# An Introduction and Overview of Chapter 1

This notebook begins with talking points for Chapter 1 of *Data Mining for Business Analytics with Python*. The last section of the notebook describes what you can expect from our QSO370/QSO570 course at Southern New Hampshire University for the Fall 2020 semester.

### Topics addressed

This notebook addresses the following topics:
+ What is business analytics?
+ Sample applications
+ What are data mining, business analytics, data analytics, data science, statistical learning, and machine learning?
+ Common terminology
+ Techniques -- why are there so many?
+ The importance of assumptions
+ What to expect from our course

## What is business analytics?

Simply put, business analytics is the process of utilizing data to make informed business decisions. The process of utilizing data includes the use of summary statistics (averages, ranges, standard deviations, etc) and data visualization as well as advanced techniques such as the construction of descriptive and predictive models. 
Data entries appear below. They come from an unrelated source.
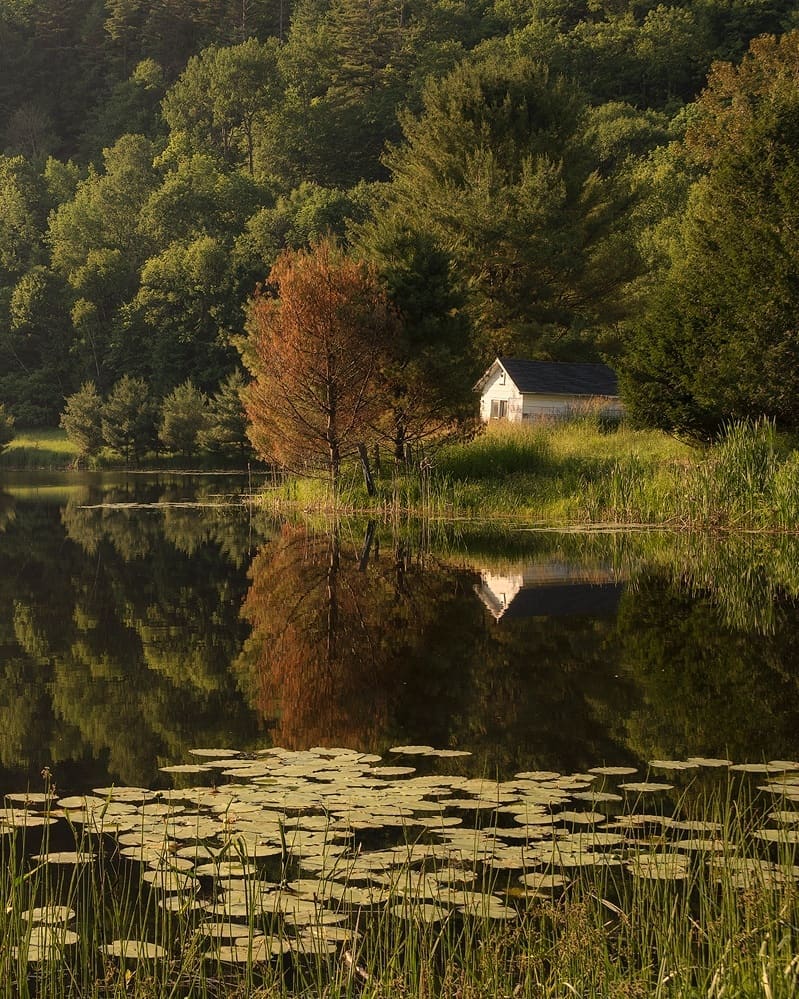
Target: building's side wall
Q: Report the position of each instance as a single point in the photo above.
(538, 407)
(495, 389)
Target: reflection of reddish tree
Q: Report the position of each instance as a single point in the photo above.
(317, 661)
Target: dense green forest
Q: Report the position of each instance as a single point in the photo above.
(575, 180)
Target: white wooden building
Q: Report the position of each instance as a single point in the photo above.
(515, 390)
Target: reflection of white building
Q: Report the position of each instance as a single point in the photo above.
(550, 588)
(513, 389)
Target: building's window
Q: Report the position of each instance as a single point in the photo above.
(499, 409)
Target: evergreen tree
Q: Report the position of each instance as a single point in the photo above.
(129, 419)
(720, 338)
(6, 428)
(225, 429)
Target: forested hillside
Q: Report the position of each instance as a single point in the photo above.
(531, 176)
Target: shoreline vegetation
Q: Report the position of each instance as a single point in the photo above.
(582, 474)
(578, 473)
(598, 884)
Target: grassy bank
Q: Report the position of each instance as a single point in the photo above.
(685, 892)
(579, 473)
(40, 448)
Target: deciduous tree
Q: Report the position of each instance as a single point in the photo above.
(313, 349)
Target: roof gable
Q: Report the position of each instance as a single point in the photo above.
(561, 377)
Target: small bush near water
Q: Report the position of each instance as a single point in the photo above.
(683, 885)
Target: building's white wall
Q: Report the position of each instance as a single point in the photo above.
(495, 389)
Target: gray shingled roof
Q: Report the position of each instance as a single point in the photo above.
(561, 377)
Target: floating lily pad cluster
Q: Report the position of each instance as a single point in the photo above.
(294, 852)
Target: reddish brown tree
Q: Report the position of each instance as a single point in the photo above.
(315, 338)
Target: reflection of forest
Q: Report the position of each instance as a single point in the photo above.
(119, 626)
(364, 652)
(117, 629)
With the advent of the web and the availability of cheap and powerful computing resources, companies are often sitting on vast stores of data. Business analytics seeks to gain insights from the available data -- the ability to make truly informed decisions is so valuable to businesses that it has led to data being called the *new oil*. Analytics and other adjacent fields such as data science and machine learning present truly exciting opportunities -- welcome.

## Sample applications

The applications of analytics, data science, and artificial intelligence are countless. We've all heard of the pursuit of the "self-driving car" which may revolutionize travel and shipping. Insurance companies have been using analytics for rate-setting since the 1930's. Entertainment companies like Netflix and Disney use analytics to determine whether a movie or series is likely to be successful agreeing to start filming -- there is a reason for all of the recent *live action* Disney re-releases. Facebook, Google, and other technology platforms use web history to engage in targeted advertising. Travel websites have used analytics to determine which types of customers can be presented with higher rates and still purchase hotel reservations or airline tickets. 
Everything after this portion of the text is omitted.